If John were running 400 every couple of days, I think it would mean his 'rack-clearing' percentage would have to be up around 90%. This would lead to a chance of about 1 in 20 of running 400 from any single start. (400 is 28 racks, and .9 to the 28th power is about 1/20). Why only 20 chances? If he is running 400 regularly, each chance takes a lot of time, and he couldn't get in more than about 10 innings per day, since on average he would run 140 balls in each inning.

If the chance of running X balls from a start is P, then the chance of running 2X balls is P^2 (P squared), as mentioned before. If John were 1 in 20 of running 400 from any particular start, he would be 1 in 400 of running 800.
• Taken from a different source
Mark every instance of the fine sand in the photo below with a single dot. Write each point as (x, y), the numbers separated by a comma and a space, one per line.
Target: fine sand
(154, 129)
For a discussion of the chances of Cranfield's run of 768, see my article in http://www.sfbilliards.com/articles/2006-06.pdf

As far as betting on high runs, I know of two standing offers that people used to make. Richie Florence used to try for 100 in ten tries, and Frank Lively (a local player) would take three tries to run 50. It's a little complicated to figure out rack-clearing percentages for N-tries to run X-balls for even money, but assuming that the bets were fair, Florence was 68% to clear any single rack, and Lively was about 65%.
 
I am really old

I was lucky to watch Irving Crane, Joe Balsis, Jimmy Moore, among others, and most had the same general info...the reason you do not run many balls very often >>> you get bored and lose interest. Jimmy Moore told me that many of the good players ran in the neighborhood of 300 + as their high runs, but after that they all seemed to lose it. That seemed to be the "Wall". If you look at their individual records...300+ is the number. They also could have noticed that they were near the neighborhood of the other good players and put extra pressure on themselves.
...How good were they?... Joe Balsis use to give a straight pool exhibition and would call his NEXT shot, and would run anywhere from 30 to 50 balls !!! ..just having fun. Danny McGoorty of Bob Byrnes fame ...use to play 50 no count.